No obstante todos estos calificativos, las principales firmas encuestadoras norteamericanas vaticinaban una campaña cerrada entre los dos candidatos y hacían depender el triunfo de uno u otro candidato del resultado en las urnas en los denominados estados pendulares, que en cada elección pueden oscilar entre demócratas y republicanos.

El mismo día de las votaciones cuando se fueron conociendo los resultados de cada uno de los estados que forman los Estados Unidos de Norteamérica se pudo saber que los calificativos contra Trump no le habían mermado su caudal electoral y que las firmas encuestadoras erraban al vaticinar unas elecciones cerradas.

Trump triunfaba por amplio margen, con una mayoría de más de trescientos colegios electorales y con una gran ventaja en el voto popular sobre su contrincante Kamala Harris, lo que obligaba a una revisión de los análisis que se habían realizado durante la campaña.

¿Qué había sucedido? Pues que los Estados Unidos ya no era la sociedad de antaño, la del sueño americano, la del bienestar y el ascenso social que comenzó a manifestarse con posterioridad a la Segunda Guerra Mundial. Una sociedad de consenso, de armonía, de trabajadores blancos que habían ascendido a la clase media, y que recibía con beneplácito inmigrantes que venían a colaborar con su trabajo al desarrollo de la gran nación.

Desde los primeros años de la década de los 80 del pasado siglo, aquel estado keynesiano había comenzado a desmontarse para dar paso a un neoliberalismo que postulaba el achicamiento del Estado, la liberación de todos los controles, la primacía de lo individual sobre lo colectivo, y todo ello condujo en el decenio del 90 a la globalización con sus postulados básicos de libre circulación de bienes y mercancías y abolición de las aduanas.

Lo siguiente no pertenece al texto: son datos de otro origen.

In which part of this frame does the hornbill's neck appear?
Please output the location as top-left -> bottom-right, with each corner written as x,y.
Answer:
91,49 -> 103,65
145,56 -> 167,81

Todo esto implicó un cambio de paradigma en que hubo ganadores y perdedores. Los primeros, unos pocos; los segundos, la mayoría, y entre estos los trabajadores blancos del cinturón industrial de los Estados Unidos que veían sus fábricas desplazarse hacia países subdesarrollados en busca de salarios deprimidos; los estudiantes que tenían que endeudarse para poder acceder a las más prestigiosas universidades, los afroamericanos que de pronto se encontraron con graves dificultades para continuar mejorando su condición de vida, especialmente después de haber conquistado legalmente la igualdad social.

Todo esto lo comprendió muy bien Donald Trump, como lo entendieron también Orbán en Hungría y Milei en Argentina. Había que llegar al electorado con una propuesta pragmática, como un rebelde contra los políticos tradicionales que abandonaron a la ciudadanía, con una campaña machista de superhombre que con el miedo y la rabia resolvería en lo inmediato el desamparo en que se encontraban los perdedores de la globalización.

Fue esta realidad la que no supieron interpretar los demócratas liberales norteamericanos. El Partido Demócrata tradicionalmente fue el partido de los obreros, la organización identificada en la lucha contra la pobreza y la desigualdad, y en la medida en que fueron alcanzando sus metas se olvidaron de que sus votantes tradicionales habían comenzado a sufrir los embates de una nueva época que había dejado atrás al estado de bienestar.

Creyeron que su prédica contra la pobreza y la desigualdad había cumplido su ciclo y enarbolaron un discurso contra las creencias religiosas, el menosprecio a la familia tradicional, el denuesto a los valores culturales e históricos del pasado, y no se percataron de que esa narrativa tóxica los alejaría del hombre común y corriente que ama sus raíces, que cree en Dios y en la familia, que aprecia sus tradiciones.

Fue ese discurso tóxico que condujo al inmigrante latino a votar por Trump, a pesar de que este los ha insultado y amenazado con deportarlos; al trabajador blanco norteamericano, hoy empobrecido por las nuevas políticas neoliberales, para quien es más importante recobrar sus condiciones de vida que escuchar a los demócratas hablar sobre el aborto; a un número creciente de afroamericanos, que vive en pobreza y que poco le importa que se le hable de una política de género.

Es esta realidad la que explica que Donald Trump haya ganado el apoyo de los ciudadanos con rentas más bajas y sin estudios universitarios. Paradójicamente, la clase trabajadora norteamericana ha encontrado un nuevo líder en un hombre que, por su fortuna, su modo de vida y su discurso se encuentra en sus antípodas.